Thanks guys! I never thought about James and Lily! That's really clever  I was also nerdily thinking Peach and Mario. Or even Harry and Sally


----------



## Wolflore (Mar 3, 2010)

Bein slightly older - Bugsy and Tallulah!


----------



## Andy84 (Sep 5, 2011)

Madhouse5 said:


> Tango and Cash


I have two called that


----------



## VixxieandTrixxie (Mar 20, 2012)

Bart and Lisa wouldnt be right thats incest! lol

Mario and Princess Peach :2thumb: :lol2:


----------



## Geeecko (Aug 19, 2012)

I am considering getting two small beardies from Pets at Home, that do not seem to be findindg a home very quicklyand I would hate for them to be seperated after all this time!!

If i do go down that route I will be naming them Chakademus and Pliers (only those of a certain age will understand:lol2


----------



## dramen (May 29, 2012)

Geeecko said:


> I am considering getting two small beardies from Pets at Home, that do not seem to be findindg a home very quicklyand I would hate for them to be seperated after all this time!!
> 
> If i do go down that route I will be naming them Chakademus and Pliers (only those of a certain age will understand:lol2


Problem is Geecko beardeds being housed together tend to fight mroe than leos would :/ I would be very careful about getting them without having two setups in case you do need to seperate them.
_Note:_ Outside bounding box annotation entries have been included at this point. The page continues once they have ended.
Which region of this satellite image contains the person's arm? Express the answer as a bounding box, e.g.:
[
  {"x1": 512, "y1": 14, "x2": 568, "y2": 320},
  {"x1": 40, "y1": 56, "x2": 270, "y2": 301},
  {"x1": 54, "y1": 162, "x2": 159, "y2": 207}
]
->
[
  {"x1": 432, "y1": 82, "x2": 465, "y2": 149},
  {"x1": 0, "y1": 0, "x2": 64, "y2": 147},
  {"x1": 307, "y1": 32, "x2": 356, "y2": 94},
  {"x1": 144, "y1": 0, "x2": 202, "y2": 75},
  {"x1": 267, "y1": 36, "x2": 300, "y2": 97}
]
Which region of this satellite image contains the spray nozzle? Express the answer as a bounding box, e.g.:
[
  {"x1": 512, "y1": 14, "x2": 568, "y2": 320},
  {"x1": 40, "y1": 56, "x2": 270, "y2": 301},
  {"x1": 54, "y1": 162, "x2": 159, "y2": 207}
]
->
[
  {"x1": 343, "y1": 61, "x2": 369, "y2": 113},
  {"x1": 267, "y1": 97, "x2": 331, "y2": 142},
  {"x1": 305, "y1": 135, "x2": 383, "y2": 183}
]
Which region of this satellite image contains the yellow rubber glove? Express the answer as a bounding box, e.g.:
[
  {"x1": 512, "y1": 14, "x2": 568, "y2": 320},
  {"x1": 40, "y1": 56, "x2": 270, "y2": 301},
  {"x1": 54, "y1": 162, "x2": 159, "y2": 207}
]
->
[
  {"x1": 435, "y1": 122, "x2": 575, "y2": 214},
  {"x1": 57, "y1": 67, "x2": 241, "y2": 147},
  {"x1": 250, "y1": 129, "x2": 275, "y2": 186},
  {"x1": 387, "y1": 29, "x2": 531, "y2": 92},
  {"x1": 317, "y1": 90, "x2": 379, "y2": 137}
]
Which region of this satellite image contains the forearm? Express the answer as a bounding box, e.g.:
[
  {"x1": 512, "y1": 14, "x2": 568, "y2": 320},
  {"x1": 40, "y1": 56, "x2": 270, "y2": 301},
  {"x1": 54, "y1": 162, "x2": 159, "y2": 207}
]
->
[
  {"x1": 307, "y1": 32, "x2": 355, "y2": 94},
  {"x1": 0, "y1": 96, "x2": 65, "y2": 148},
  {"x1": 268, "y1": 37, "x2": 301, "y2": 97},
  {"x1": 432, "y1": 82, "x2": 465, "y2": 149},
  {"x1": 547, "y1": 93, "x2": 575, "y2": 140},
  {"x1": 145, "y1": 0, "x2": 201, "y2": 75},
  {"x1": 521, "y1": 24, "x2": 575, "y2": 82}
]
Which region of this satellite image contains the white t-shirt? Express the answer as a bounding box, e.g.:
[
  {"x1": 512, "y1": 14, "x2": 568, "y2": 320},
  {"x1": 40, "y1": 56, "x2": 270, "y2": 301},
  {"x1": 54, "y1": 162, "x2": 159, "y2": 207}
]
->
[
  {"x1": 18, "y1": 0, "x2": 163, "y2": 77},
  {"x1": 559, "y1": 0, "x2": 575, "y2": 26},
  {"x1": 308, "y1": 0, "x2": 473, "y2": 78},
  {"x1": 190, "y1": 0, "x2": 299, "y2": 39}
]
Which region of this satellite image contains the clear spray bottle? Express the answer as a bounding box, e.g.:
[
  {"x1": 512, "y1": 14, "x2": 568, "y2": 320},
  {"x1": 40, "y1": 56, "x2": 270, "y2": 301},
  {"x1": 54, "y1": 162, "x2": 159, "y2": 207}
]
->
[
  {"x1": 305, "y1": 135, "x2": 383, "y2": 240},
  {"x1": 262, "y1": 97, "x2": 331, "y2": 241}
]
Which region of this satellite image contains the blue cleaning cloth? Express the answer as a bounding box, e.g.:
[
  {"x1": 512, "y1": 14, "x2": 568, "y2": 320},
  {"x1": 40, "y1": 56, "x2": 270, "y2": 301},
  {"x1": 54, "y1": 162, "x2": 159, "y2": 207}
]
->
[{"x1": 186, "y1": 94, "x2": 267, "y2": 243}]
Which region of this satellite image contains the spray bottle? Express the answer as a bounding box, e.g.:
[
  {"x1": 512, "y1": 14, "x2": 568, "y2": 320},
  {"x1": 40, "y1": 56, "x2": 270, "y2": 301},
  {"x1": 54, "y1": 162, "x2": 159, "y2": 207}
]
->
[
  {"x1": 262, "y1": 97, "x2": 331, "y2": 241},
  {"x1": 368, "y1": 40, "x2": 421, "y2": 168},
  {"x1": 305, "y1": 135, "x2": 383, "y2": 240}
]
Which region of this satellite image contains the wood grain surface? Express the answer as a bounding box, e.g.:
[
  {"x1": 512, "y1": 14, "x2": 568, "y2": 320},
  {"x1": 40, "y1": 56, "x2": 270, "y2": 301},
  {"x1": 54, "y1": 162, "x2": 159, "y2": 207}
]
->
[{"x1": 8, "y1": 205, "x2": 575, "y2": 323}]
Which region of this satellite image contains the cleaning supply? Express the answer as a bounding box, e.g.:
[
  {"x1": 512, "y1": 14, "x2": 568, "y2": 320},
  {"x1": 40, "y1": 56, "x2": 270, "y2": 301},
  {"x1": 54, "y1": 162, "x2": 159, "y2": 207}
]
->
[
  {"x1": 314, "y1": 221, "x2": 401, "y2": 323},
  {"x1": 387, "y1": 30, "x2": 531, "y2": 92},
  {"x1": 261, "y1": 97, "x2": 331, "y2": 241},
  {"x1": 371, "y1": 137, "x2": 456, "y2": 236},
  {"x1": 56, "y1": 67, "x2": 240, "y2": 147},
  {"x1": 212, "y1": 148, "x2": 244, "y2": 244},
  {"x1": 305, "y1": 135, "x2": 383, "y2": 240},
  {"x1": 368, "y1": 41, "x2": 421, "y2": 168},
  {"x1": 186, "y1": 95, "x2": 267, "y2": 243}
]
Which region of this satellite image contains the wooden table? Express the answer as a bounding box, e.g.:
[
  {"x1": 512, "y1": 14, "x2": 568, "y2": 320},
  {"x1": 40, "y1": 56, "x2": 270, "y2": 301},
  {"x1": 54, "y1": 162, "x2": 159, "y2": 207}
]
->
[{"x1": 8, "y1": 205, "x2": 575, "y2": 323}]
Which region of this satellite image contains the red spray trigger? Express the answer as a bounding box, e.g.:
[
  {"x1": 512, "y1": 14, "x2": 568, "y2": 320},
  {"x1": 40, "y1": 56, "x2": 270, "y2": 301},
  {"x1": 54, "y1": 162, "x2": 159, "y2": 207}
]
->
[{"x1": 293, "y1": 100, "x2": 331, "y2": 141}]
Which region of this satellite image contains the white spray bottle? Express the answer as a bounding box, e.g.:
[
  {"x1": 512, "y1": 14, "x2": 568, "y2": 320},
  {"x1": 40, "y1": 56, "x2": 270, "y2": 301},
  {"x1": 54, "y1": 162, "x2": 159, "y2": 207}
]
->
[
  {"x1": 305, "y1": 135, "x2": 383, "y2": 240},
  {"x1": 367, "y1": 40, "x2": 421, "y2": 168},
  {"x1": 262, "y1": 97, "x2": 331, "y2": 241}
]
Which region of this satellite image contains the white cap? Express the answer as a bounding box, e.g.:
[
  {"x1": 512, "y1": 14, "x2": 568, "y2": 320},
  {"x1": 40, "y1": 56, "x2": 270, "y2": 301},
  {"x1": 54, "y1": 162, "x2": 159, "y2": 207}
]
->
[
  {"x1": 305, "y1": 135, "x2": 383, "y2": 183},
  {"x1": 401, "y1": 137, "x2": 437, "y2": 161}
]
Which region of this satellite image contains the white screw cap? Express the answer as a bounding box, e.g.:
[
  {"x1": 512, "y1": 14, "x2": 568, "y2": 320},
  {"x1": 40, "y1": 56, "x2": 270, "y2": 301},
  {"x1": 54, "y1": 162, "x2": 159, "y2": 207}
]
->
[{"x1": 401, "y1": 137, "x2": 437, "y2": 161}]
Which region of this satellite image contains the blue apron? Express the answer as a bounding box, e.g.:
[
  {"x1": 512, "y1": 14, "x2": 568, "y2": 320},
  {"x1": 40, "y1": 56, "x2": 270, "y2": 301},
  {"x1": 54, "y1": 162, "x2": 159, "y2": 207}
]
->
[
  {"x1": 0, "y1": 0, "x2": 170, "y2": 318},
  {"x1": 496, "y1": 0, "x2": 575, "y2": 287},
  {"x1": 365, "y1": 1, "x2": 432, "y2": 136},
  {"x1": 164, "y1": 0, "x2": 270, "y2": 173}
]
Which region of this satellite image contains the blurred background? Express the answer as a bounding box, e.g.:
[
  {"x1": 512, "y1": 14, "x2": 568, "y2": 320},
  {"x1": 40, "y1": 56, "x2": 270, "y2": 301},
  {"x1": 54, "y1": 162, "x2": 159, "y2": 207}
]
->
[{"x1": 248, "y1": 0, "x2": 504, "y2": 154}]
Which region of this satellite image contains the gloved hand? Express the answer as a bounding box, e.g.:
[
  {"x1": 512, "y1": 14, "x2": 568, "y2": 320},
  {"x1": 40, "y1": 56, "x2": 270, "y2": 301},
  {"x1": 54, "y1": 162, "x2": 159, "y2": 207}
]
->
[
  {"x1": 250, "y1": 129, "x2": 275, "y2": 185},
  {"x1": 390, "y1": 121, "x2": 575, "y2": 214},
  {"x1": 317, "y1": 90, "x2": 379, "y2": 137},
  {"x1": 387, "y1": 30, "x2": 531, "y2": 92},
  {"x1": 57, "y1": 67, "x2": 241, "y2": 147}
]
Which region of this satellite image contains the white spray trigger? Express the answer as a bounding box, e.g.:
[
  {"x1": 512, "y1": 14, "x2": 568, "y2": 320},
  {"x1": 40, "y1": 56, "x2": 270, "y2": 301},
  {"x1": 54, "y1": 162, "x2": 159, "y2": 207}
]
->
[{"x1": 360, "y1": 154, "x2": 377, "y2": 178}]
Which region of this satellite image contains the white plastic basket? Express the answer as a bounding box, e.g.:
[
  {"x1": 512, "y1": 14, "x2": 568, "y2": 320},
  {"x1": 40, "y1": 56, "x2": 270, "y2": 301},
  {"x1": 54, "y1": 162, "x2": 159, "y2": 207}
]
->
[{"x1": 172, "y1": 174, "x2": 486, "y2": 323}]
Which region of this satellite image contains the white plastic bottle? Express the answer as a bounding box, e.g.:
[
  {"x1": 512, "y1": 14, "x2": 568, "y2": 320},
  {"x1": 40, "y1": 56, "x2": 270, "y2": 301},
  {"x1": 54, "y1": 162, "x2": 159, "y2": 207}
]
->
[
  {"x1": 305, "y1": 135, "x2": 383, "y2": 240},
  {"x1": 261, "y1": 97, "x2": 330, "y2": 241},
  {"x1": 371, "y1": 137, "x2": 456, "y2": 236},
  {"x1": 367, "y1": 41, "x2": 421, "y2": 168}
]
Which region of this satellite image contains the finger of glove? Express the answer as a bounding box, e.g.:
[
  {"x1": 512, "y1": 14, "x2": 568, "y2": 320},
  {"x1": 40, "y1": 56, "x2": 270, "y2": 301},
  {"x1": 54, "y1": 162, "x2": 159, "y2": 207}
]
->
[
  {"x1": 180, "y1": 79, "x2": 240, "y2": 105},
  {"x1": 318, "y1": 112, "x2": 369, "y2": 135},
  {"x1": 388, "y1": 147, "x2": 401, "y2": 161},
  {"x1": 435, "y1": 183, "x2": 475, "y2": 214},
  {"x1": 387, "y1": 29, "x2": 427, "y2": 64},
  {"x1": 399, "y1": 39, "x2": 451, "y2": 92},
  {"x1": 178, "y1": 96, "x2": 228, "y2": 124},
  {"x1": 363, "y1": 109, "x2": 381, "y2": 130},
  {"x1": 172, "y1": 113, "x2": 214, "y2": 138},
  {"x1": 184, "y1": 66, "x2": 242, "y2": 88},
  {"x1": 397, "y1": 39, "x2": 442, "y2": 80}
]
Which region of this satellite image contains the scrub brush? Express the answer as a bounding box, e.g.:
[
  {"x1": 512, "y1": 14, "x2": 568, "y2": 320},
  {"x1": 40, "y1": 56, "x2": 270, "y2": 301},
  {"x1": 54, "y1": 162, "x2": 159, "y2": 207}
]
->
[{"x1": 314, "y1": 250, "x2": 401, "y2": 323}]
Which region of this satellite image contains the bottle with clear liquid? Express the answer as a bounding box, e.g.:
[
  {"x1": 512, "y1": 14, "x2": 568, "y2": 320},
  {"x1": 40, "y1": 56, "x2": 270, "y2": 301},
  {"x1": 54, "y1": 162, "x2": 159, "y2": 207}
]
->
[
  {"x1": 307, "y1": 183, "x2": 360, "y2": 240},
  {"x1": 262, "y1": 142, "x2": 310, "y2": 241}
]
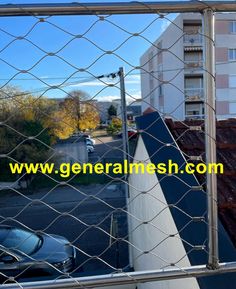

Again not saying it cant be done but you have got to be prepared in case.

Btw its Chaka Demus and Pliers


----------



## Geeecko (Aug 19, 2012)

dramen said:


> Problem is Geecko beardeds being housed together tend to fight mroe than leos would :/ I would be very careful about getting them without having two setups in case you do need to seperate them. Again not saying it cant be done but you have got to be prepared in case.
> 
> Btw its Chaka Demus and Pliers


 
Glad you have told me the first bit. It just upset me seeing them in there, they look so friendly with each other and I did not want to think of them being seperated and lonely ( I am too soft)

I think I better stay away from pet shops:lol2:


----------